'The Walking Dead' All-Women Village Didn't Kill Enough Men
Tara got to step up, at least.
What if, for however long the show ends up lasting, The Walking Dead becomes a quasi-anthology about various characters stumbling upon new isolated communities?
The Alexandria area has proven to have an ever-escalating number of enclaves, heretofore undiscovered by our heroes, despite the fact that they’re all within walking distance of their home*. As far back as “the Vatos” in Season 1, the show has been padding out its seasonal arcs by interrupting the comic’s storyline with encounters with newly invented groups. Four of the six episodes to air so far in Season 7 have now been dedicated to putting the audience inside new communities. This is an awful lot of place-setting.
*Although, if Oceanside is in fact by the ocean, then it’s a hell of a lot farther from Alexandria than a two-day walk.
While Oceanside, the main setting of “Swear,” doesn’t have a tiger like the Kingdom, it does have the intriguing quality of an all-female population. And they very much value their privacy, to such a degree that they immediately shoot all strangers on sight.
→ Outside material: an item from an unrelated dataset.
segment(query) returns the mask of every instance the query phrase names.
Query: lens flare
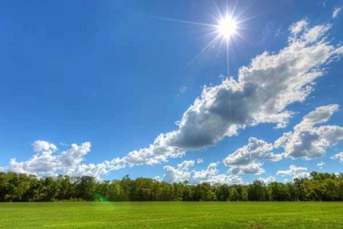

Into this setup stumbles this week’s focus character, Tara. This is promising, because it combines an interesting scenario with one of the show’s few natural vectors for comic relief. Alanna Masterson is so breezily funny that the writers even seem to relax their usual stick-up-the-ass grimness when giving her material. The scene in which she’s interrogated by the Oceanside denizens is a prime showcase for this — witness the way Masterson downplays Tara’s immediate surrender of her cover story when confronted with a contradiction. If an episode is going to focus on someone not named Carol or Morgan, then I’m glad it’s her.
There are other bright spots in “Swear.” The episode features my two favorite action scenes in this series to date. The first fight on the bridge is exciting, with the skeletal zombies emerging from the big mound of sand making for some almost Harryhausen-like horror (the beat where Heath uncovers the spent bullet casings just before all hell breaks loose is terrific). Later on, the way Tara wordlessly works out that she’s being marched to her execution and then improvises an escape is more evidence that it always behooves this series to shut up for a bit.
This is further reinforced by the closing sequence, wherein Tara does some shopping for Denise on her way back to Alexandria. The show effectively uses the dramatic irony of Denise’s death for pathos. There’s some solid direction from Darnell Martin this week; all props given. Granted there’s also the idiotic scene of Tara entering Oceanside, in which the entire community first fails to spot her and then fails to shoot her. And then there’s the second fight on the bridge, which is both redundant and dramatically weightless. (I laughed at the fake out with the female zombie which Tara mistakes for Heath.) But still, there was more good than bad here, cinematically speaking!
With all the positives, it’s a shame that the ladies-only mystery of Oceanside doesn’t bear satisfying fruit. But then, my mind anticipated some kind of Amazonian gendercide, so maybe I was irrevocably set for disappointment. It turns out all the men were simply culled by the Saviors, and the women and children then up and left to go into hiding. (Again, like a few days away from wherever the Saviors are, at most.) Once more, an episode’s role in the grand scheme of things is to emphasize for the who-knows-what-number-we’re-at time just how dangerous those guys are.
It definitely doesn’t help that no one we meet in Oceanside is anywhere close to memorable. There’s … um, leader lady, her granddaughter who is the token not-asshole, and the short-haired one … and also another soldier who tried to kill Tara? I think? Did she get a name? It was probably in the credits. Seriously, it angers me that The Walking Dead bungled the women-only community trope this badly. If none of them expresses a cartoonish disdain for men, what is even the point?
Despite all that, “Swear” does eventually come around to an honest-to-god character arc for Tara, which completes within this one story. (Emphasis on the “eventually,” since this is one of those episodes with an extended runtime for no apparent reason.) The debate over whether it’s better for the survivors to try to band together or keep to themselves is clumsy, and the connection to Tara’s part in the raid on the Savior outpost in “Not Tomorrow Yet” is tenuous. Yet the episode is ultimately able to boil this dilemma down to one big moral choice for Tara to make, one which feels both legitimately difficult and arrived at honestly. It’s simple, but that’s a large part of its power, and it truly feels as though the series has put Tara through a change in the process. Whether it will stick or be forgotten like a lot of other Walking Dead lessons remains to be seen.